Только часы на стене лениво тикали, будто отсчитывая секунды до взрыва.
— Прекрасно, — наконец сказала Ксения. — Только давай уточним: ты готов разрушить брак, потому что я не хочу подарить тебе квартиру, которую мне оставила моя бабушка?
— Ты всё утрируешь! — он вскочил. — Дело не в квартире, а в том, что ты не хочешь думать о нас, как о команде.
— Команда? — Ксения подняла брови. — Команда — это когда оба играют на одну ворота. А сейчас я вижу, что ты играешь в паре с мамой, а я — в одиночку.
— Да потому что мама права! — выкрикнул он. — Она просто хочет нам помочь.
— О да, я знаю, как она «помогает», — Ксения горько усмехнулась. — Сначала критикует мою готовку, потом намекает, что я недостойна её сына, а теперь решила лишить меня наследства.
— Ты перегибаешь, — снова повторил он, но уже тише.
Ксения почувствовала, как внутри поднимается злость.
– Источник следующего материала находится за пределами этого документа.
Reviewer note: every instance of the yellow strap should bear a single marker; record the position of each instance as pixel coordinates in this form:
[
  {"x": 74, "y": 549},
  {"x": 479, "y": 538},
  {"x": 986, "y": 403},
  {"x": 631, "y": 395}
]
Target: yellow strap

Не просто обида — а желание взять сумку и уйти, не оглядываясь.
— Владимир, — она встала, глядя на него сверху вниз, — а давай честно: если я завтра перепишу квартиру на тебя, мама наконец оставит меня в покое?
— Ну… — он замялся. — Думаю, да.
— Вот и вся правда, — холодно сказала Ксения. — Ты готов торговать нашим браком за спокойствие своей мамы.
Он отвернулся, достал телефон и начал что-то писать.
— Мам, она не понимает, — успела увидеть Ксения на экране, прежде чем он убрал его.
— Отлично, — её голос дрогнул, но она взяла себя в руки. — Передай маме, что я тоже кое-что поняла.
Она ушла в спальню, достала чемодан и стала складывать вещи.
Через пару минут в дверях появился Владимир.
— Ты что, уходишь? — в голосе было больше растерянности, чем злости.
— Да, — коротко ответила она. — Раз уж ты выбрал маму и её советы, я освобожу тебе место для совместного проживания.
— Ксюша, не драматизируй, — он сделал шаг к ней, но она отступила.
— Это не драма, — она подняла на него взгляд. — Это финал первого акта.
— Ты с ума сошла, — он схватил её за руку, но Ксения вырвалась.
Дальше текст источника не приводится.